Neste momento triste da história de nosso país, em que o presente avança em sobressalto como numa montanha-russa e o futuro não se descortina, mais uma demonstração de falência do atual modelo de gestão pública acaba de ser dada pelo aumento de tributos sobre combustíveis e suas desastrosas consequências.
Como sabemos, isto representa insumo presente em praticamente todos os estágios de produção de produtos e serviços do país – ou, simplesmente, mais uma invasão no bolso já escorchado do brasileiro.

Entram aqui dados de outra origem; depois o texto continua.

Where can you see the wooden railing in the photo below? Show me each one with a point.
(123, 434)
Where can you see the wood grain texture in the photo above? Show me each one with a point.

Este é um país corroído pela corrupção, com uma das cargas tributárias mais elevadas do planeta e no qual os governantes se dão ao luxo de tributar mais e mais para tapar sua incapacidade administrativa. O que reforça o contorno de injustiça social ainda maior quando constatamos a absoluta ausência de serviços públicos indispensáveis, que deveriam ser financiados pelos impostos pagos pela sociedade, especialmente em áreas vitais como educação, saúde, segurança e justiça.
Não há reciprocidade entre as obrigações da sociedade e as do Poder Público, com sua estrutura gigantesca, cara e ao mesmo tempo ineficiente. O fato é que o Estado continua moldado pelo patrimonialismo, pela apropriação de espaços e esforços públicos em benefício do setor privado.
É assombroso o número de cargos comissionados que servem apenas para atender aos interesses políticos, sem necessidade administrativa, ocupados na maioria das vezes por pessoas sem qualquer qualificação técnica para a função. Então, para manter essa máquina em péssimo funcionamento, lança-se mão do aumento de tributos.
O Brasil reclama reformas que combatam para valer as suas mazelas – administrativa, fiscal, tributária, federativa – e que levem a uma nova forma de relacionamento entre os Poderes, fora outras correções de rumo essenciais para o desenvolvimento da pátria. E a principal, a política.
É preciso, afinal, romper com a herança maldita de nossa história. A reforma política que se esboça agora em Brasília, por exemplo, não passa de mais um remendo na velha colcha de retalhos para perpetuar práticas já condenadas pela opinião pública.
O declínio da política em nosso país é acentuado pelo fato de ter substituído o conceito de missão pelo conceito de profissão. Por que os mecanismos clássicos da política vivem em crise descomunal? As nações democráticas registram forte decaída da participação dos cidadãos no exercício da vida pública – basta apurar o retraimento dos eleitores por ocasião dos pleitos. Esse profundo desinteresse pela política se explica pelos baixos níveis de escolaridade e ignorância sobre o papel das instituições e pelo desinteresse dos políticos em relação às causas sociais. O fenômeno – a distância entre a esfera pública e a vida privada – se expande de maneira geométrica.
O que fazer para limpar a sujeira que borra a imagem do homem público? Não adianta colocar sobre ela camadas de tinta. Equivaleria a pintar uma parede sem argamassa, oca. A pintura deve ser feita por dentro. A reengenharia voltada para o resgate da moral na vida pública é tarefa para mais de uma geração. Mas pode ser iniciada já. Primeiro passo: o homem público deve cumprir rigorosamente o papel que lhe cabe. Segundo: punir os que saem da linha. Terceiro: revogam-se as disposições em contrário.
Por isso, neste momento a sociedade reclama uma reforma política digna desse nome, entre outros motivos para qualificar adequadamente o Congresso Nacional, para renovar as envelhecidas práticas políticas e valorizar a nobre missão de servir à sociedade – e não se servir dela. Enfim, promover as transformações imprescindíveis para a representatividade de nossos eleitos.
Esse deve ser o caminho para tornar o Brasil mais comprometido com a seriedade, com o zelo da coisa pública, com o respeito que a população em geral merece.
E a saída para tudo isso exige competência e seriedade dos gestores públicos, em todas as esferas do poder; não são os seguidos e casuísticos aumentos de tributos que resolverão problemas históricos de nossa Nação. Muito pelo contrário.